Dans l’ordre de fusion, Pelet apporte une appréciation qu’il est important de relever tant elle rend compte des préoccupations du service à l’époque. « les publications […] de la carte de France doivent subir de notre part l’examen le plus rigoureux et une révision complète avant le moment où elles seront livrées aux observations et aux attaques de la critique et, je le dis avec une profonde douleur, elle a eu plus d’une fois l’occasion de s’exercer à notre égard. ». Le général va aller plus loin en mettant en place ce qui s’apparente à un véritable « contrôle qualité » avec en parallèle la création d’un concours : « Il ne suffit pas d’atteindre la perfection dans tout nos travaux graphiques, il faut la maintenir et l’accroître ; il faut créer l’émulation parmi ceux qui sont appelés à nous aider, afin que, dessinateurs et graveurs, tous ceux qui veulent mériter le beau nom d’artiste ne restent pas en dehors des progrès que nous voulons obtenir. Je pense qu’il serait utile d’établir un concours parmi eux et d’attribuer une récompense à celui qui, dans le dessin ou la gravure, aurait produit le plus beau travail. » avant de conclure '« Le but de ce que je propose est facile à saisir : je veux perfectionner et améliorer les travaux dont nous partageons tous l’honneur et la responsabilité, quoique celle-ci pèse plus particulièrement sur moi. Je veux surtout asseoir sur des bases solides l’exécution de la grande œuvre qui nous est confiée, et en même temps la faire participer au progrès général. ».

Le concours dont il est fait mention consiste à attribuer une note sur 20 aux travaux des géodésiens et topographes qui était la moyenne pondérée de quatre notes :

  1. une note sur 20 coefficient 3 pour le trait.
  2. une note sur 20 coefficient 4 pour le dessin du trait
  3. une note sur 20 coefficient 2 pour les teintes
  4. une note sur 20 coefficient 5 pour « l’exactitude et l’intelligence des mouvements du sol »

Ce concours montre une fois de plus, par l’importance du coefficient attribué, le souci de la question du relief.

Une des attributions de la commission est de veiller au bon raccordement des feuilles à graver. Entre autres, elle devra faire effectuer des réductions au 80 000 des feuilles à graver pour « constater l’effet général des mouvements du terrain et l’exactitude des raccordements ».

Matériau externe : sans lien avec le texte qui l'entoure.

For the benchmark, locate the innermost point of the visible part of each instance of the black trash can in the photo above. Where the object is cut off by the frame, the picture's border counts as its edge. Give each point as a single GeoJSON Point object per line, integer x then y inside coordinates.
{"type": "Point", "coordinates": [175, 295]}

La commission publiait régulièrement des recommandations à destination des chefs de section et aux topographes. Une fois de plus, l’accent est mis sur l’orographie. Quelques nouveautés apparaissent à partir de 1839 : dorénavant, les officiers emporteront avec eux des modèles de terrain pour aider à la mise en place des courbes. Bientôt généralisés, des « calques de courbes » font leur apparition sur certains levés et permettent de dissocier le modelé du terrain de la planimétrie. Des précisions sont apportées quant au choix des points cotés. Ils doivent se trouver le long de tous les décrochements de terrain mais aussi au niveau des dépressions. Une méthodologie est même précisée :

« […] il convient, avant d’explorer une contrée, de bien se pénétrer de sa configuration hydrographique. On y parvient en traçant sur une carte à grande échelle les lignes de partage des eaux ou les crêtes des bassins hydrographiques, jusque dans leurs moindres subdivisions. On rend alors familière la dépendance successive de ces parties et l’on découvre les rapports constants ou les analogies qui servent en quelque sorte de boussole pour éclairer la marche et abréger les investigations. ».

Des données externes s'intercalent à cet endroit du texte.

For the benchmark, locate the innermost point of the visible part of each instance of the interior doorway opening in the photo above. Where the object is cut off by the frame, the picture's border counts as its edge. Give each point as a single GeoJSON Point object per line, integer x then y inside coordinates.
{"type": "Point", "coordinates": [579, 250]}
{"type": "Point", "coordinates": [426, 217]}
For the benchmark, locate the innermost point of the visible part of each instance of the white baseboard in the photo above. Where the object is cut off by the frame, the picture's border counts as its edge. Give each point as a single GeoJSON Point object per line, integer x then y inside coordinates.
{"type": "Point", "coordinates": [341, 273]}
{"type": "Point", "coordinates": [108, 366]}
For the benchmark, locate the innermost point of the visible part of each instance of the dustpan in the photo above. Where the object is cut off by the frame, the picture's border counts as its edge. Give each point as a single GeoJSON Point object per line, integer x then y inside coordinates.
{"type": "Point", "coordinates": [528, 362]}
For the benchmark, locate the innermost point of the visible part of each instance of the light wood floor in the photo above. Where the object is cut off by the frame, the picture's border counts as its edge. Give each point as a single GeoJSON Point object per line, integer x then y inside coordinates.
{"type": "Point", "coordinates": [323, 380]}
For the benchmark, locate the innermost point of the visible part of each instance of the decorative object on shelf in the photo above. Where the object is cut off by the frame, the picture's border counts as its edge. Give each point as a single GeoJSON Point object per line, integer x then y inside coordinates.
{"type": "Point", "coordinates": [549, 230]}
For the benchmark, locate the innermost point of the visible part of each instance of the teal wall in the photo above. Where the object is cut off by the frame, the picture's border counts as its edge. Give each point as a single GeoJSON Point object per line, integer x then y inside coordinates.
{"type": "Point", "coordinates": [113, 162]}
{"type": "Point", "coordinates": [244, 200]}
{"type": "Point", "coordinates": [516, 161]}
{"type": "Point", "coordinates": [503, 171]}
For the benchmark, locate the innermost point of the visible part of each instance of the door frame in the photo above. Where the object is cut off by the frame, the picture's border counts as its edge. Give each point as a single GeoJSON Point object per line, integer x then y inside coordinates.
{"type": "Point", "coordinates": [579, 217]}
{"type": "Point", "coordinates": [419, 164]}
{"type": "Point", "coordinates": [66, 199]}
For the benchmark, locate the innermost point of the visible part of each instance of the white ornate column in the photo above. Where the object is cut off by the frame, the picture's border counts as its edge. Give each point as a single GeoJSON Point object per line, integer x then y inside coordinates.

Les notions de « ligne de partage des eaux », « ligne de faîte », « cols », « ensellement » sont abordées et précisées. Il s’agit « d’exprimer sur les cartes toutes les lignes de faîte qui, avec les principales circonstances physiques, concourent à déterminer le squelette complet du terrain. ». Il est précisé l’importance de placer des cotes sur quatre types de ligne qui sont :

  1. les lignes de partage des eaux.
  2. les lignes de talweg (« thalweg »).
  3. les lignes de plus grandes pentes et les courbes horizontales qui correspondent aux cols et aux autres points caractéristiques
  4. les « lignes de séparation des berges d’avec les plateaux et les plaines inférieures »

L’attention des exécutants est apportée sur la complémentarité entre ce réseau et le réseau hydrographique dont l’étude forme ce qu’on appelle alors « la théorie du terrain » qui deviendra plus tard, avec la géomorphologie, une science à part entière.

Malgré ces indications, cette méthodologie reste très vague aux yeux des officiers. Le peu de formation qu’ils avaient à ce sujet leur permettait de représenter le relief d’une manière certes très minutieuse, mais peu expressive sur les traits réellement caractéristiques de la zone qu’ils devaient lever.

Le 15 mars 1851 une instruction générale est transmise à tous les topographes de la carte de France ; même si elle fut complétée plus tard, ce sera la dernière. Elle consiste en une confirmation des diverses dispositions prises dans les instructions précédentes et tente d’élucider les derniers points qui posent problème. Il s’agit là d’un texte de référence qui perdurera jusqu’à l’achèvement de la carte.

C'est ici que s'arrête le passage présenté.